If your skill rank is below the task’s DC rank, you automatically fail. Your training and experience are not enough to complete the task. Going back to the tightrope walker, let’s say that as the earth shakes she also steps on a length of the rope that her rival covered in grease. The difficulty shifts one more category up, causing her to fall to the net below.
The DC is based on two things. First, the DM determines a task’s basic difficulty. Then, for each element in play that makes it more difficult, he shifts the difficulty down one rank to the harder level. For elements that make it easier, he shifts it up. Typically, the DM informs you of the DC before you make the attempt. A hidden threat might mean that you don’t know the true DC until you make your attempt, but that’s the exception rather than the rule.
Going back to our hapless tightrope walker, perhaps she is carrying a pole to help balance her. The pole gives her an advantage that shifts the DC down one category. When the earthquake hits, she still keeps her balance. When she steps on the greased section of rope, she must then make a check.
Benefits of this Approach
I will readily admit that is a radically different approach to skills in D&D, one that looks nothing like anything in any version of the game. I imagine that 90% of you are ready to lambaste it. However, it’s worth pointing out some of its benefits:
It dramatically simplifies the math and removes the escalating bonus race.
It speeds up play by eliminating die rolls in some cases.
It makes DCs the same across all levels. An expert task is always expert level. We don’t need to shift difficulties assuming that your bonus continually increases because some characters can remain untrained. The system works by removing the link between difficulty class and level. Instead, we just use a simple, descriptive system as applied to reality.
It allows trained experts to repeatedly achieve impressive results through practice and training. Just as in real life, a highly trained character can do amazing feats without any real risk of failure (barring any complications or unexpected hazards).
It more closely models the real world (in my opinion, at least) by shaping how we approach tasks. We have an innate sense of things we can do without thought, things that we know to not try, and things that can be challenging. I know that I can walk a mile in 20 minutes without any real effort. I can jog a mile in 15 minutes with some (OK, a lot of) exertion. My sedentary butt would collapse long before I hit a mile if I ran at a 10-minute pace. I don’t need to try these tasks to determine this. I have 36 years of experience to establish what I can do.
It makes skill training even more valuable because it grants automatic success in easier situations rather than a better chance of success. A sure thing is more valuable than improved odds (a bird in the hand versus two in the bush). A rogue highly trained in Acrobatics or Balance simply scurries across a tightrope while the fighter looks for another route. This approach actually encourages players to use their skills more often in dangerous situations by removing random, chance-driven failure as the norm.
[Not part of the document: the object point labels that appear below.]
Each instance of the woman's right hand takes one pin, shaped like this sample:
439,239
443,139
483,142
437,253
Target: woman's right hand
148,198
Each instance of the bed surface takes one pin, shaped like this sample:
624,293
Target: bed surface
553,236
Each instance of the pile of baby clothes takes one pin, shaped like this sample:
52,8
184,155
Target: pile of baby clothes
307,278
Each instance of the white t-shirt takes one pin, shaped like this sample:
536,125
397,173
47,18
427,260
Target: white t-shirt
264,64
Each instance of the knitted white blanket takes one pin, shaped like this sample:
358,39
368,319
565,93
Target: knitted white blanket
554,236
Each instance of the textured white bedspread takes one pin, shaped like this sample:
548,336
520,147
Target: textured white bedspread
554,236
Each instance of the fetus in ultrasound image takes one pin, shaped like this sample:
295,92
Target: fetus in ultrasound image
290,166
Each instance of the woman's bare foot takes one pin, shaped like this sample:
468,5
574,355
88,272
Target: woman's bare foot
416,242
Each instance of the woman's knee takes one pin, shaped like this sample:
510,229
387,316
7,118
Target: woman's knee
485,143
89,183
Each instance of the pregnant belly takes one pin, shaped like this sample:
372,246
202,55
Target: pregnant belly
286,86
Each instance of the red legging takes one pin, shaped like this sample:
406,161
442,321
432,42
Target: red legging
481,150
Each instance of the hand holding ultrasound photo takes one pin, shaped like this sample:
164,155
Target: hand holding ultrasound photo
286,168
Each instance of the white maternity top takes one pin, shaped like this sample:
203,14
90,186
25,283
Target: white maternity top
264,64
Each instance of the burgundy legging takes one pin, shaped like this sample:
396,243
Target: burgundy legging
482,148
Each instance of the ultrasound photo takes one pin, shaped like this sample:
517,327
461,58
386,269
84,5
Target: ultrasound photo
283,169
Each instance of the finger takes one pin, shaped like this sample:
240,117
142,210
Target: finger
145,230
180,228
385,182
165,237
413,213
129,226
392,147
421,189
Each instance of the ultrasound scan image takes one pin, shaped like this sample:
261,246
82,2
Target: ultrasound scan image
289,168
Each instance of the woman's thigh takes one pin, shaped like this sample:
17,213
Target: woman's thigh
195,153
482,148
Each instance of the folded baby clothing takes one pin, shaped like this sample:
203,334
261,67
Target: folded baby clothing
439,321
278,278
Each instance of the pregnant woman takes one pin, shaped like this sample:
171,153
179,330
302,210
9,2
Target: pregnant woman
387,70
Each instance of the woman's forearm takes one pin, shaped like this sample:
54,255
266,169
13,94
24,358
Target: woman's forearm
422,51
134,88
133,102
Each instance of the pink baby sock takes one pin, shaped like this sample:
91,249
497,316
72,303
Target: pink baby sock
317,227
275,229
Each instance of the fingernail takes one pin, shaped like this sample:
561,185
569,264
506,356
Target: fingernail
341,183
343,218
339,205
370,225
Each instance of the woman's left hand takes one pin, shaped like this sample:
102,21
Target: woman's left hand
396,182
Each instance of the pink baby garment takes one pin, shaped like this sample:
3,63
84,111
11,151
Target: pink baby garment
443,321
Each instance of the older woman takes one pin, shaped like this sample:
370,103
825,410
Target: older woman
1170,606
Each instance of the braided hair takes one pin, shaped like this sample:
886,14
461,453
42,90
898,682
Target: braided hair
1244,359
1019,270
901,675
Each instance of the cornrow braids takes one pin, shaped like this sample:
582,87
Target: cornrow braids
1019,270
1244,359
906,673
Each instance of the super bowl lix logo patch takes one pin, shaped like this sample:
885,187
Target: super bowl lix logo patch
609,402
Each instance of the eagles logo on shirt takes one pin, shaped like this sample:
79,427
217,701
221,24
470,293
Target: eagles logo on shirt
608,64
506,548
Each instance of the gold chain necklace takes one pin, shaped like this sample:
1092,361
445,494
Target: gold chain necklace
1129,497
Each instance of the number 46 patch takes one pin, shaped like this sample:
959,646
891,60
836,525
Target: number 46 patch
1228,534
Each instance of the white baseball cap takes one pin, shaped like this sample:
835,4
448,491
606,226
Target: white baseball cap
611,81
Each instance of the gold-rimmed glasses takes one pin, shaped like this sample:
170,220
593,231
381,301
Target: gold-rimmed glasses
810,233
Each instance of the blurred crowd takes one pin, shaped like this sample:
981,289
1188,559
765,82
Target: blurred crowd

It encourages smart play and engagement. A player with a clever idea can shift the DC one level and turn a check into an automatic success, or an impossible challenge into one with a chance of success. I personally like this because it gives the DM a lot of leeway to use the system to shape his or her game.
It bakes “impossible” directly into the game. No amount of Diplomacy can sway the raging, bloodthirsty barbarian. It’s off the chart. This may sound like a minor thing, but I think it’s important to set the expectation that the DM can simply invoke common sense or logic to rule that a check will fail regardless of the die roll. Relying on the rules to set what are meant to be impossible DCs is simply asking for trouble.